The best of these tapes are now collected on Retrospect in Retirement of Delay: The Solo Recordings, due out November 19, 2021 from Omnivore Recordings on CD and Digital. Produced by the team of Sukoenig, Lewis Porter, and Grammy®-winner Cheryl Pawelski, the two-CD/Digital set also features restoration and mastering by Grammy®-winner Michael Graves, essays by Sukoenig, Porter, and pianist Matthew Shipp, and previously unseen photos taken by Sukoenig. A four-LP vinyl version is due in 2022.

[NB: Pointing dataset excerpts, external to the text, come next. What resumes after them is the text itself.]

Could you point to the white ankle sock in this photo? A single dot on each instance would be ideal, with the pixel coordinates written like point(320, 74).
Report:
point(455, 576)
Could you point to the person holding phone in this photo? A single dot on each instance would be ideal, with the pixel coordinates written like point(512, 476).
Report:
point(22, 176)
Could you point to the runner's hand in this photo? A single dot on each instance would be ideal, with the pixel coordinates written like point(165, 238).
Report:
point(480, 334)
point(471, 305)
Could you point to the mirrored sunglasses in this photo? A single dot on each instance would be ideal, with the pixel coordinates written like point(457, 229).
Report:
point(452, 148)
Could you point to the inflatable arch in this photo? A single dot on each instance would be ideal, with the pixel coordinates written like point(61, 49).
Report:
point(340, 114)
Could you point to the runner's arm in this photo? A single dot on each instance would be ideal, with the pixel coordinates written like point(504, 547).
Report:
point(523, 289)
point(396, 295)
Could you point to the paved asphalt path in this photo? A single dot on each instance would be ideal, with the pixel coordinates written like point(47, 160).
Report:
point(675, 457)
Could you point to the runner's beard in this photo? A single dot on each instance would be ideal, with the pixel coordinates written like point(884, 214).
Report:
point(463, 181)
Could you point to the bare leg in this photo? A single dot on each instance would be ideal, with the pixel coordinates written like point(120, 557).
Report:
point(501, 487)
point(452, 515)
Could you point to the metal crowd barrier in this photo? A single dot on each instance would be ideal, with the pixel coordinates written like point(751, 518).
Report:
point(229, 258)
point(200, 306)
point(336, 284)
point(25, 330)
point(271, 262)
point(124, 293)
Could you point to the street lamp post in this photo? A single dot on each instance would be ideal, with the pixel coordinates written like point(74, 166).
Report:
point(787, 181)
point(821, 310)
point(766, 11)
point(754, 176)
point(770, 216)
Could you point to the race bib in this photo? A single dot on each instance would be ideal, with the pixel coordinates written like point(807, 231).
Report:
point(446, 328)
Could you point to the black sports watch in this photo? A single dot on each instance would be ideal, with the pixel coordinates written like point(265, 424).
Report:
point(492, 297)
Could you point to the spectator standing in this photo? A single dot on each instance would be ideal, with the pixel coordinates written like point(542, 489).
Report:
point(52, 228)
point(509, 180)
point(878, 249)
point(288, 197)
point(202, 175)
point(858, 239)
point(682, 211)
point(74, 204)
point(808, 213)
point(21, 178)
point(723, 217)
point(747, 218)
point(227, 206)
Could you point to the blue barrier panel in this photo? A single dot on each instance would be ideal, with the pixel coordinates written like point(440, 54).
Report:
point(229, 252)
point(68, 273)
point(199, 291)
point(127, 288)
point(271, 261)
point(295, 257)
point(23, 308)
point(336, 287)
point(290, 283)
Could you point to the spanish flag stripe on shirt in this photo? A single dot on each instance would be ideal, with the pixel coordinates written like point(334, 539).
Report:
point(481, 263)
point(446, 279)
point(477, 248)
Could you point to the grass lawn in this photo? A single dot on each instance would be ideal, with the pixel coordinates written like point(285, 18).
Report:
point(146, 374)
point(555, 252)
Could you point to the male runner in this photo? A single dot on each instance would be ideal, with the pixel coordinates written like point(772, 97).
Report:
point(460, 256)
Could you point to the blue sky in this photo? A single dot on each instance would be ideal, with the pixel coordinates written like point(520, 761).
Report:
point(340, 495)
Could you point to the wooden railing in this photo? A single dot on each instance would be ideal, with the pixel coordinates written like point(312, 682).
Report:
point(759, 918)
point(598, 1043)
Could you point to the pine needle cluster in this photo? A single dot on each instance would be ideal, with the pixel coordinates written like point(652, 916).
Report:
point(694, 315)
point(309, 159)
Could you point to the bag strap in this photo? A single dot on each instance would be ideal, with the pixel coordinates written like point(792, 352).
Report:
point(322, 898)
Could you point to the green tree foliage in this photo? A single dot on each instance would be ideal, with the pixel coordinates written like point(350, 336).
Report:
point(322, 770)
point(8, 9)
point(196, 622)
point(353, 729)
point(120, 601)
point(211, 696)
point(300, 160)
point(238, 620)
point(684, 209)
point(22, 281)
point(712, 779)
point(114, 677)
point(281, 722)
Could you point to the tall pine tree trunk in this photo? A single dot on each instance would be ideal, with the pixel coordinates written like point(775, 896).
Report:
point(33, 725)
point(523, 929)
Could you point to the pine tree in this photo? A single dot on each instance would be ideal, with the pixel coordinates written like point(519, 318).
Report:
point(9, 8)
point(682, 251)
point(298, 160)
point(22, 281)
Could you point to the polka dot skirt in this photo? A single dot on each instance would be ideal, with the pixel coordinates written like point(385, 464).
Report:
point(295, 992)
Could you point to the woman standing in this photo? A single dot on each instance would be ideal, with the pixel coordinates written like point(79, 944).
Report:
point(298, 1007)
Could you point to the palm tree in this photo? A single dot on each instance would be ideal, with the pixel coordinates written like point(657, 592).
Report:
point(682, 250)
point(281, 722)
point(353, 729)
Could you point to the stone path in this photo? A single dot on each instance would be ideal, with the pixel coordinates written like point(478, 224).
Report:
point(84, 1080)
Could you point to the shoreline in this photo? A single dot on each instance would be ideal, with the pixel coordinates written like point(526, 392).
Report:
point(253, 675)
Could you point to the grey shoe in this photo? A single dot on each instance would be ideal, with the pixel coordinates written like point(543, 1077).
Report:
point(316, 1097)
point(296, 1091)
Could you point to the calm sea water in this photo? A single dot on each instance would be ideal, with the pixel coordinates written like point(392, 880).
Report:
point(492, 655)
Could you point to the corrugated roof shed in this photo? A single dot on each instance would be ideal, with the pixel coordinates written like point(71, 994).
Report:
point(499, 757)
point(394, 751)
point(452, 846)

These 21 tracks reveal the intimate side of Hasaan Ibn Ali, with poetic, imaginative, even breathtaking performances that the world hasn’t known existed. And for the first time, hear the unique magic of the artist playing standards.
According to co-producer Sukoenig: “This release by Omnivore is the fulfillment of a 55-year dream. Over the history of jazz, there have been many fine musicians, but far fewer wondrous ones. Hasaan Ibn Ali is in that class. I've been listening to these solo improvisations for over half a century. Not only haven't they paled, the best of them have, if anything, become even more impressive. That’s exceedingly rare for improvised music, created in the moment for the moment. I’m so happy that I can finally share Hasaan’s solo recordings with the world.”